O CS também manifestou sua preocupação com as recentes declarações do Hisbolá, que afirmou "ter capacidade militar para atacar todo o território de Israel". O órgão pede o desarmamento de todas as milícias presentes no Líbano.
"Este é um passo importante para assegurar o cumprimento do embargo de armas", disse na saída da reunião do CS o encarregado de negócios da missão da França perante a ONU, Jean-Pierre Lacroix, cujo país propôs a declaração.
O CS pediu a Ban que colabore com o Governo libanês para colocar em prática as recomendações do grupo de analistas da ONU. Em um relatório apresentado em junho, os analistas afirmaram que a fronteira libanesa "estava desprotegida e aberta ao tráfico de armas".

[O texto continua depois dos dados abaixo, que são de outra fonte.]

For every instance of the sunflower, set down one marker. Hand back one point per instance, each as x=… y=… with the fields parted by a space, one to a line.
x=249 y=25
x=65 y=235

O grupo defendeu o aumento da assistência técnica internacional às autoridades alfandegárias libanesas, por meio do envio de assessores e equipamentos.
O texto adotado é uma versão atenuada da minuta divulgada na semana passada pela França, na qual era feita uma advertência direta à Síria e ao Irã para que cumprissem o embargo de armas incluído na resolução 1.701, que, em 2006, pôs fim ao conflito entre Israel e o Hisbolá.
A versão final da declaração reitera a obrigação dos Estados-membros da ONU, "em particular os da região", de tomar todas as medidas necessárias para pôr em prática o embargo.